The Nirenberg and Matthaei experiment was a scientific experiment performed on May 15, 1961, by Marshall W. Nirenberg and his post doctoral fellow, J. Heinrich Matthaei. The experiment deciphered the first of the 64 triplet codons in the genetic code by using nucleic acid homopolymers to translate specific amino acids.

In the experiment, an extract from bacterial cells that could make protein even when no intact living cells were present was prepared. Adding an artificial form of RNA, poly-U, to this extract caused it to make a protein composed entirely of the amino acid phenylalanine. This experiment cracked the first codon of the genetic code and showed that RNA controlled the production of specific types of protein.

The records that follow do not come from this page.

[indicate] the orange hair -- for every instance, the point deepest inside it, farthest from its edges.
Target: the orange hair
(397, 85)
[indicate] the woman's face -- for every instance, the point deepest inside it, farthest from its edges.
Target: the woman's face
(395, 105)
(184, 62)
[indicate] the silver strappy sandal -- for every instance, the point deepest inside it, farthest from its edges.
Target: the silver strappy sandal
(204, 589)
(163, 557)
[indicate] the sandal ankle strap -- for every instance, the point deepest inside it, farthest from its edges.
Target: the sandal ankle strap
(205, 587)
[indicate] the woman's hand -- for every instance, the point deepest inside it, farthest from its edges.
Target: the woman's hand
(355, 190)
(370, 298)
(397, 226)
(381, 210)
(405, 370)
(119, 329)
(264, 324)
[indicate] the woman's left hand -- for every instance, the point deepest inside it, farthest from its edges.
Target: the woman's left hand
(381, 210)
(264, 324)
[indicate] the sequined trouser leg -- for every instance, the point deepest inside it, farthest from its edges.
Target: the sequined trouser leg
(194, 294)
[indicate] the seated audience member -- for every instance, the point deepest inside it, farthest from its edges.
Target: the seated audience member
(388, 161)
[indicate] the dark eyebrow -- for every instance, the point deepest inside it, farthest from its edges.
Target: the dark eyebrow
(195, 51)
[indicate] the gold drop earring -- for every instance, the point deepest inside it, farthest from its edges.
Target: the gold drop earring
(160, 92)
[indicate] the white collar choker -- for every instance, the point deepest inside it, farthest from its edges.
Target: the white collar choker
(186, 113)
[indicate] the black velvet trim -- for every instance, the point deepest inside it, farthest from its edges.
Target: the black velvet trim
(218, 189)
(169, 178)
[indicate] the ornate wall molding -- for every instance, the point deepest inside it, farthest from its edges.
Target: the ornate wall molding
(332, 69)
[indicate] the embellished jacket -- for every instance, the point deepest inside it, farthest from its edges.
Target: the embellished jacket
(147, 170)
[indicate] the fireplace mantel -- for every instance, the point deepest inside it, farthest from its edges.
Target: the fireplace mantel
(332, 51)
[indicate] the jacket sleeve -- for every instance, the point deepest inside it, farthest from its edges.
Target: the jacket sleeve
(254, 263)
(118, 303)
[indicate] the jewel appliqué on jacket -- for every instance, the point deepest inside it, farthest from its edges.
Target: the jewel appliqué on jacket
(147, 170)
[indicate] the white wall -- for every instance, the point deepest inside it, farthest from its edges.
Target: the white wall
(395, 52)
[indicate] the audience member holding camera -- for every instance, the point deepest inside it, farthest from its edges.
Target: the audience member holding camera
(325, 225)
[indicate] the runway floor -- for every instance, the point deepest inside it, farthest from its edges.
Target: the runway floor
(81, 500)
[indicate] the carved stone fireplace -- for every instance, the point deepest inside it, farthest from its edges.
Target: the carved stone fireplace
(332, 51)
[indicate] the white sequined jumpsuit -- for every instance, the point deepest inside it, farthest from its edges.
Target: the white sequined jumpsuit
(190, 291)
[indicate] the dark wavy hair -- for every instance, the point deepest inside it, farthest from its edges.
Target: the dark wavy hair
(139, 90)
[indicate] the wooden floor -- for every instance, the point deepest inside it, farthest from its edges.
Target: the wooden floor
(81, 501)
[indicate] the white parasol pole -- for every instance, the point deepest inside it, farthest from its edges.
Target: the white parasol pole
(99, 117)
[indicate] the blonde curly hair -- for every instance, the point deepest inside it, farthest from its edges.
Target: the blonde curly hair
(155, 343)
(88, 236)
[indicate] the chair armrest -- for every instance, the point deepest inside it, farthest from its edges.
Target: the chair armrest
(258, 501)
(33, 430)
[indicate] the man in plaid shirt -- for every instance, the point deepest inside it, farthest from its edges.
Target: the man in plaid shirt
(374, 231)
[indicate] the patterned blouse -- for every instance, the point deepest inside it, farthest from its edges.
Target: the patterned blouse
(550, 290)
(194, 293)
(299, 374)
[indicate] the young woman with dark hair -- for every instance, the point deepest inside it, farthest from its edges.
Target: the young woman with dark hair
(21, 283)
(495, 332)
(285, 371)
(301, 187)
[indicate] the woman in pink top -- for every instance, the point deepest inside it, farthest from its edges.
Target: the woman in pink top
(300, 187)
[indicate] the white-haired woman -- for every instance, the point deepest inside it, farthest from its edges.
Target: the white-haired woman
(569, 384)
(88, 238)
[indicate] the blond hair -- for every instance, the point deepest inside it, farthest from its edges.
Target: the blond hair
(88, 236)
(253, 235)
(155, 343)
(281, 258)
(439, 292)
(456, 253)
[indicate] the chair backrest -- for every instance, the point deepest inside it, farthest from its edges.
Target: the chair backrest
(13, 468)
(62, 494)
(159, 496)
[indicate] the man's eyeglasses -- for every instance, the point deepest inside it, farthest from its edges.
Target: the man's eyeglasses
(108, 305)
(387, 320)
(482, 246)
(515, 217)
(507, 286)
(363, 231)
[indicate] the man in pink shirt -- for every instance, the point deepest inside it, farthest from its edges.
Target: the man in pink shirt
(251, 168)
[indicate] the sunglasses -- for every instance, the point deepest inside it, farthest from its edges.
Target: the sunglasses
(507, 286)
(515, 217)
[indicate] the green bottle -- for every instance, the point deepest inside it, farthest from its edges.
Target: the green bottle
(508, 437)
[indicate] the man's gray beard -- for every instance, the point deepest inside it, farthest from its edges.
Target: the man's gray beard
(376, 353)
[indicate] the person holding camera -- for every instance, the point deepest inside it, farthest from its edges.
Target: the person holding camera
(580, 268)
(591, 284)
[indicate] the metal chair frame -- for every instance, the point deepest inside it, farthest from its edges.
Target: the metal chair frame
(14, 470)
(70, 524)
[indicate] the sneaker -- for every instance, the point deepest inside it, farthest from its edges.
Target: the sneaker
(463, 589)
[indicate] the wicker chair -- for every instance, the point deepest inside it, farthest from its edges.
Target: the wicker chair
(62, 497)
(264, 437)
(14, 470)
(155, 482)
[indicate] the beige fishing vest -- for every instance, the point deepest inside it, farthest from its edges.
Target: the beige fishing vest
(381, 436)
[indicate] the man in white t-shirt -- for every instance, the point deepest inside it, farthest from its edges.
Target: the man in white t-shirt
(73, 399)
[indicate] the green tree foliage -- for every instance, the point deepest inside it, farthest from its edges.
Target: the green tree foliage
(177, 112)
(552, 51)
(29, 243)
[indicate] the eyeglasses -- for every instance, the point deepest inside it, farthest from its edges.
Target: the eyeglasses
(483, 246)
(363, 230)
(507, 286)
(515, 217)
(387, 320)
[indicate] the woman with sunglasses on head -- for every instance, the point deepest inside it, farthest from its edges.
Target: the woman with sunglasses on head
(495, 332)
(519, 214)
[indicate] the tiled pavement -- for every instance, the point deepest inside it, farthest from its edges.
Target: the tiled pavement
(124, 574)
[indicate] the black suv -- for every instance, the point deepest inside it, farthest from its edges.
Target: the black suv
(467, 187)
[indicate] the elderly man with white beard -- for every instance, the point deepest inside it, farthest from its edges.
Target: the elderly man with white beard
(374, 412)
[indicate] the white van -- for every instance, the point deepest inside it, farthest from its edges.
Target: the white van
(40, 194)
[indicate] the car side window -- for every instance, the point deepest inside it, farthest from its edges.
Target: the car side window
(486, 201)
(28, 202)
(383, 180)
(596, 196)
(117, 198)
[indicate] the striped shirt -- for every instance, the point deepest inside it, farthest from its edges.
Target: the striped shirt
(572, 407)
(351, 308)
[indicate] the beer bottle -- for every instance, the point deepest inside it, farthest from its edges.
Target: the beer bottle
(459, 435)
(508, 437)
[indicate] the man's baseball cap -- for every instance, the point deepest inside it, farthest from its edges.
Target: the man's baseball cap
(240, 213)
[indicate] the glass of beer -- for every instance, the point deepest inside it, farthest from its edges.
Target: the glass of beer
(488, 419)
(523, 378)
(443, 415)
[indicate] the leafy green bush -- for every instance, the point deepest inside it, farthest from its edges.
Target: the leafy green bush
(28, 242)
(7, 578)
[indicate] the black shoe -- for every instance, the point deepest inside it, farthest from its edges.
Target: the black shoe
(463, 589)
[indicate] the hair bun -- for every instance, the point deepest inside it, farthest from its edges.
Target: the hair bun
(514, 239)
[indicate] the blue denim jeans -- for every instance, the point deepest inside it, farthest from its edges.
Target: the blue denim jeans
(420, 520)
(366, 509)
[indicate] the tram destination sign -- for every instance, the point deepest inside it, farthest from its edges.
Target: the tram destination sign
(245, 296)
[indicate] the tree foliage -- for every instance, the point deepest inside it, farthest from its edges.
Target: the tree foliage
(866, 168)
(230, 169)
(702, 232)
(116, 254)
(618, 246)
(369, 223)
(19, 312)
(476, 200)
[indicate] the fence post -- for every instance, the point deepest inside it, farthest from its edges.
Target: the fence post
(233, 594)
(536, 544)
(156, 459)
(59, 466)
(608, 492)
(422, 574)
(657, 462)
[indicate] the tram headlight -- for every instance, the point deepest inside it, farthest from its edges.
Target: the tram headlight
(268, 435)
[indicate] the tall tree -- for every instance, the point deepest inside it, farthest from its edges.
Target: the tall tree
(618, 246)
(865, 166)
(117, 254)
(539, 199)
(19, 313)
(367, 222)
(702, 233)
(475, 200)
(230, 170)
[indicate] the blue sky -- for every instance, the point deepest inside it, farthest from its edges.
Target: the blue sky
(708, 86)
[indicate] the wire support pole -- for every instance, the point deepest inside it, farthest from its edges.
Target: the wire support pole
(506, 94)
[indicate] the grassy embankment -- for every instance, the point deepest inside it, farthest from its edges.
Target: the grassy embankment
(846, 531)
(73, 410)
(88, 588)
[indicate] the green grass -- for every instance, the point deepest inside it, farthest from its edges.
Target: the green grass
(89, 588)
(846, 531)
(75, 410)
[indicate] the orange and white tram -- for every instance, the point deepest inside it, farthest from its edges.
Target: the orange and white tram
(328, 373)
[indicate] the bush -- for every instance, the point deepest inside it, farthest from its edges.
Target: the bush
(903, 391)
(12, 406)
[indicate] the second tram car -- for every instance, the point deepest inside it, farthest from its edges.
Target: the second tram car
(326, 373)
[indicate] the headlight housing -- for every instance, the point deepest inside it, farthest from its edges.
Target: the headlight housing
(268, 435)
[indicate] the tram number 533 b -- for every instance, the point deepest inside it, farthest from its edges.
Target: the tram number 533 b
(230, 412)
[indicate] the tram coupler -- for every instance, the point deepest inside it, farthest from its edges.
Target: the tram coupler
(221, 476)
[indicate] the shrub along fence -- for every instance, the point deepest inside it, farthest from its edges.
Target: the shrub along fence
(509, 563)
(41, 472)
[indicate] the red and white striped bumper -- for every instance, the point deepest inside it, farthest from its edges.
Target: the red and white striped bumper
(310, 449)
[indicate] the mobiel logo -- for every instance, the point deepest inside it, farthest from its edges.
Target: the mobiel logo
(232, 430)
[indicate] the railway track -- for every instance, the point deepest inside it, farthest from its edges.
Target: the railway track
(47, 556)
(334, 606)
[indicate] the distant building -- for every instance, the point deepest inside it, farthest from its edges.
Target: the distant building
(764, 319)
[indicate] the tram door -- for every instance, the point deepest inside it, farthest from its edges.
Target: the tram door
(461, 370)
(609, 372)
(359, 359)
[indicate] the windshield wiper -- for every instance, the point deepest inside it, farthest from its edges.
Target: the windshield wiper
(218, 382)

Oswald Avery discovered that the substance responsible for producing inheritable change in the disease-causing bacteria was neither a protein nor a lipid, rather deoxyribonucleic acid (DNA). He and his colleagues Colin MacLeod and Maclyn McCarty suggested that DNA was responsible for transferring genetic information. Later, Erwin Chargaff discovered that the makeup of DNA differs from one species to another. These experiments helped pave the way for the discovery of the structure of DNA. In 1953, with the help of Maurice Wilkins and Rosalind Franklin’s X-ray crystallography, James Watson and Francis Crick proposed DNA is structured as a double helix.